The story behind the story: Chrysalis

Futures is welcoming in the New Year in the way we know best: by meditating on the nature of life and death with Thomas Broderick’s story Chrysalis. Thomas is a freelance writer based in California, and you can keep up to date with his work by following him on Twitter. Here, he takes to the road to explain what inspired his latest story — as ever, it pays to read the tale first.

Writing Chrysalis

If you want to know how Chrysalis came to be, we should go on a day trip. I’m driving, and you’re riding shotgun in my blue Honda Fit.

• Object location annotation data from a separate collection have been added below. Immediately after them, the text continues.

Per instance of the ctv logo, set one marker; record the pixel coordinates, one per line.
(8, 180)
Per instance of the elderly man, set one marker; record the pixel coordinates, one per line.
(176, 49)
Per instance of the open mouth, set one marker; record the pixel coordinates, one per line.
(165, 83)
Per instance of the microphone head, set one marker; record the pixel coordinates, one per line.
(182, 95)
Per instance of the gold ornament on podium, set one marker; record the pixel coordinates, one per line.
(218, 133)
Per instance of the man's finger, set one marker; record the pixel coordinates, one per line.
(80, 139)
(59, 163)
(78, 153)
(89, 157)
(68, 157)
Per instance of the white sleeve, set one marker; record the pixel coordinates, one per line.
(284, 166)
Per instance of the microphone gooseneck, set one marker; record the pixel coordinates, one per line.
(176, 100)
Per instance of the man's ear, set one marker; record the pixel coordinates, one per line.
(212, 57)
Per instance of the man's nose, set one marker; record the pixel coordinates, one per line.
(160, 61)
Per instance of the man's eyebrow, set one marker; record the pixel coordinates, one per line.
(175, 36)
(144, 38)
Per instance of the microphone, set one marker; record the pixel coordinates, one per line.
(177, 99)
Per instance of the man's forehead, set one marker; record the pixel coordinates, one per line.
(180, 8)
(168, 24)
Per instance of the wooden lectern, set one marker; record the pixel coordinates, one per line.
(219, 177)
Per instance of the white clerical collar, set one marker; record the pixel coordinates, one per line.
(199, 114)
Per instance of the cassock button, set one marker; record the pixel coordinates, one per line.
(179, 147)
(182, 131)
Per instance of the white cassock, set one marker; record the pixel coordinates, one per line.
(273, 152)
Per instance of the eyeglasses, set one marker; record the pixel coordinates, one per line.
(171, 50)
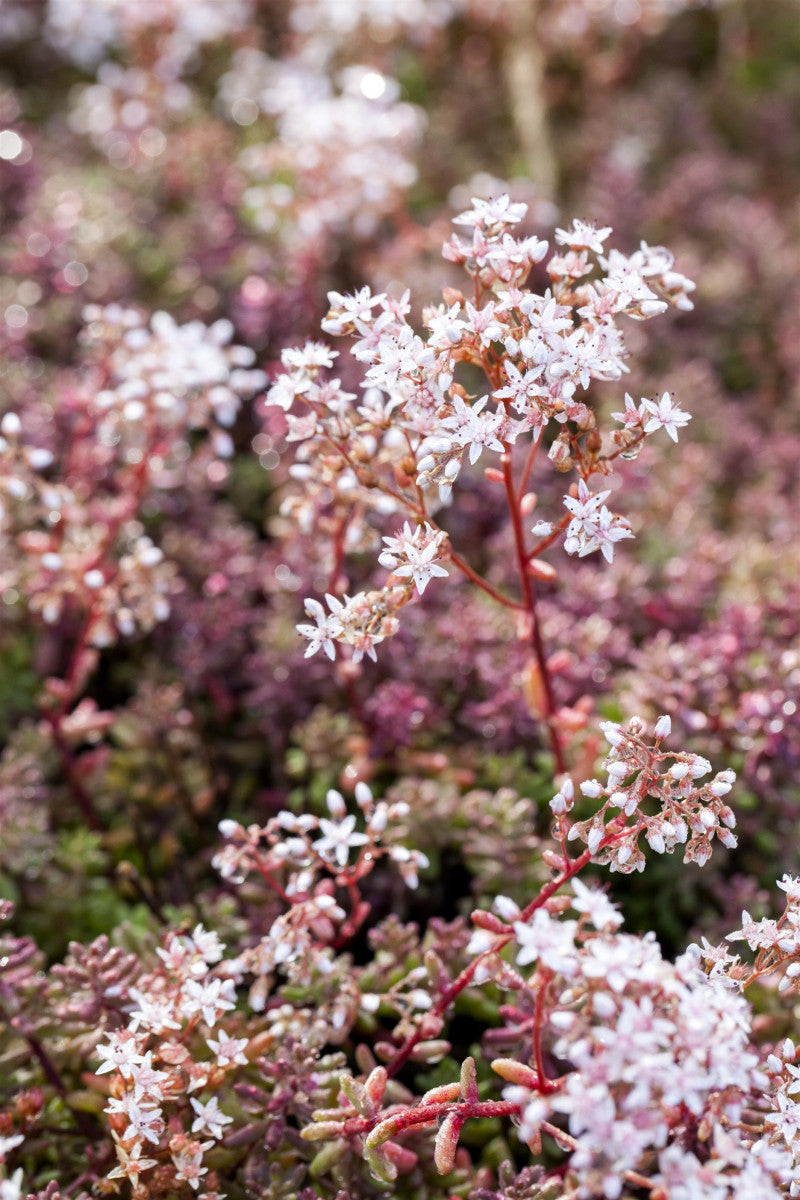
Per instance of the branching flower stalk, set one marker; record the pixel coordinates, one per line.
(401, 449)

We start in downtown Santa Rosa, California, just a few miles from where I live. On Mendocino Avenue, I point out The Press Democrat building, where Frank Herbert cut his teeth as a reporter in the 1950s. Herbert’s Dune taught me a lot about the nature of inspiration. I learned that inspiration for science fiction doesn’t have to come from science or technology. It can spring from anything, and the ideas may take years to incubate. For example, after Herbert first saw those sand dunes in Florence, Oregon, it took him a long, long time to invent Arrakis.

The first bit of inspiration that became Chrysalis, coincidentally, also involves sand.

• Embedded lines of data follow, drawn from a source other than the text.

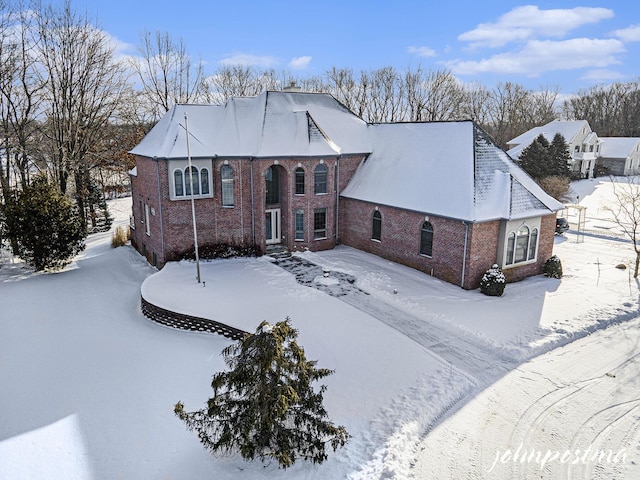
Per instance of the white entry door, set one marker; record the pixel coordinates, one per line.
(273, 226)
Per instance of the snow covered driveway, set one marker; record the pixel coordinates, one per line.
(571, 413)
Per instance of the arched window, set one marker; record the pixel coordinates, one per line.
(376, 226)
(272, 186)
(320, 179)
(511, 245)
(191, 180)
(533, 240)
(522, 244)
(426, 239)
(226, 177)
(299, 181)
(204, 181)
(178, 183)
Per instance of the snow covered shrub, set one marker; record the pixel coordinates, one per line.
(493, 282)
(120, 236)
(553, 268)
(210, 251)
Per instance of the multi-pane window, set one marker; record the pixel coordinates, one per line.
(272, 186)
(299, 224)
(376, 226)
(191, 179)
(146, 220)
(226, 178)
(319, 223)
(184, 180)
(426, 239)
(521, 245)
(299, 181)
(320, 179)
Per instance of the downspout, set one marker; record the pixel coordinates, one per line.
(464, 254)
(160, 208)
(337, 180)
(253, 205)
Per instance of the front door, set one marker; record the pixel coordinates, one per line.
(272, 226)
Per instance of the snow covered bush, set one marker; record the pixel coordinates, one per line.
(265, 405)
(493, 282)
(553, 267)
(120, 236)
(44, 226)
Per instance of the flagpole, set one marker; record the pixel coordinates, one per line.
(193, 203)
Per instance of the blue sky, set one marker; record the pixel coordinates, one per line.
(569, 44)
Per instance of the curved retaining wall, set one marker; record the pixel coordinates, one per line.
(188, 322)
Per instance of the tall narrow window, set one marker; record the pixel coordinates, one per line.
(319, 223)
(533, 240)
(204, 181)
(299, 181)
(376, 226)
(192, 179)
(511, 247)
(146, 220)
(272, 186)
(226, 177)
(178, 183)
(299, 224)
(522, 244)
(426, 239)
(320, 179)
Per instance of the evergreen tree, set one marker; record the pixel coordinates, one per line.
(265, 405)
(44, 225)
(535, 159)
(560, 157)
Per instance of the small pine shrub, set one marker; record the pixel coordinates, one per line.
(120, 236)
(217, 250)
(553, 267)
(493, 282)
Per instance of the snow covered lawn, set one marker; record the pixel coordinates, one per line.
(89, 384)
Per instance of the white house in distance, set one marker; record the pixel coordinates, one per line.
(583, 143)
(620, 155)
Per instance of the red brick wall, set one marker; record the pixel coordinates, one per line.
(235, 225)
(400, 238)
(545, 251)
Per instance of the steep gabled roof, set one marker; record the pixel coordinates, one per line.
(271, 124)
(451, 169)
(618, 147)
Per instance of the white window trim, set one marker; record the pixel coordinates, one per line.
(514, 226)
(182, 165)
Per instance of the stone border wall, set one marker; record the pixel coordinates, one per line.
(188, 322)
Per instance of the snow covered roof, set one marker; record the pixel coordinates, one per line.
(568, 129)
(618, 147)
(270, 124)
(449, 169)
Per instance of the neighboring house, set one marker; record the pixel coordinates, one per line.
(301, 171)
(584, 144)
(620, 155)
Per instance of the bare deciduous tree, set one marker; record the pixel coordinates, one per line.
(84, 86)
(167, 73)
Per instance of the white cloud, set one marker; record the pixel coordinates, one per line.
(539, 56)
(422, 51)
(240, 58)
(629, 34)
(300, 63)
(524, 23)
(601, 75)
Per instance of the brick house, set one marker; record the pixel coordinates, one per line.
(301, 171)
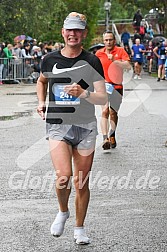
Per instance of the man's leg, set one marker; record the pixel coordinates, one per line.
(61, 155)
(105, 126)
(82, 168)
(115, 103)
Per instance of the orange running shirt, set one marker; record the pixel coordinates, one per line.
(112, 72)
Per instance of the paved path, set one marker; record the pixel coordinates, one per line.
(128, 207)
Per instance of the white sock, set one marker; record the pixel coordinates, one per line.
(80, 236)
(57, 227)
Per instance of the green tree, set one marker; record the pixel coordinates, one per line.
(43, 19)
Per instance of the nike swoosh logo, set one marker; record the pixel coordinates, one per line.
(56, 70)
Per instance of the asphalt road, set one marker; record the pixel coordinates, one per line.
(128, 206)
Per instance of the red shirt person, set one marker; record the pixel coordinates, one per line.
(114, 60)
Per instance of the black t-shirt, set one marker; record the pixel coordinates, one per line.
(84, 70)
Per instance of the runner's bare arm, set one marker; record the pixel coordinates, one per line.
(42, 85)
(99, 97)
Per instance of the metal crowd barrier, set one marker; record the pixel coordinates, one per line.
(19, 69)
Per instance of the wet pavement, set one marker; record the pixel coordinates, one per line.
(128, 207)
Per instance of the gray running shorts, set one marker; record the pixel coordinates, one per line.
(82, 136)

We drive west out to the coast, a pleasant outing that takes us through rolling green pastures and dairy farms. The beach, however, is cold and foggy (as it should be). Along the waterline, I point out a narrow band of fresh water flowing into the ocean. The pattern made by the water looks like the branches of a tree, or neurons in the brain. At dusk, the rising tide destroys the pattern. When I first saw this cycle a few years ago, I thought it was a profound metaphor for life and death.

Mulling the idea for over a year, I imagined some young PhD in neurocybernetics observing the same sight, he or she coming up with the same metaphor as I did. What if that person then stood up and proclaimed: “I dedicate my life’s work to ensuring that no man or woman will fear the rising tide — death itself — ever again.”?

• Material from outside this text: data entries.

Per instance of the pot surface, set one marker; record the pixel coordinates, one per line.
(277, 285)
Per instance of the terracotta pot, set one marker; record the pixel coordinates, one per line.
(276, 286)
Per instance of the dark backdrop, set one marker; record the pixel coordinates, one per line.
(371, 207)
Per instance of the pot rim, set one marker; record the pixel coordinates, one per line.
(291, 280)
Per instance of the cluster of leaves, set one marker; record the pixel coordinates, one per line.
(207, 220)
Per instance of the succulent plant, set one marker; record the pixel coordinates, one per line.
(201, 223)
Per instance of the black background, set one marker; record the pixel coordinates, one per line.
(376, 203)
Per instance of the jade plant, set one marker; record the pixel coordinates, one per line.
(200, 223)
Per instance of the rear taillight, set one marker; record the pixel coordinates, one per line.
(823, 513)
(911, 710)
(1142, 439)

This was the first question.

Continuing south on Highway 1, we arrive in Point Reyes Station, a town that hasn’t changed a bit since Philip K. Dick lived here in the early 1960s. One of the big questions Dick explored in his novels and short stories was ‘What is a human being?’ A great admirer of Dick’s work, I’ve tried to explore this question as well, while adding my own variations: if someone decides that he’s no longer human, what does he do then? What does he become?

These were the second, third and fourth questions.

In the smallest of nutshells, Chrysalis is my attempt at an answer. It is not the first, nor it will be the last.

Thanks for coming with me today. And since we’re already out here, how about some lunch? I know a great oyster place just up the road.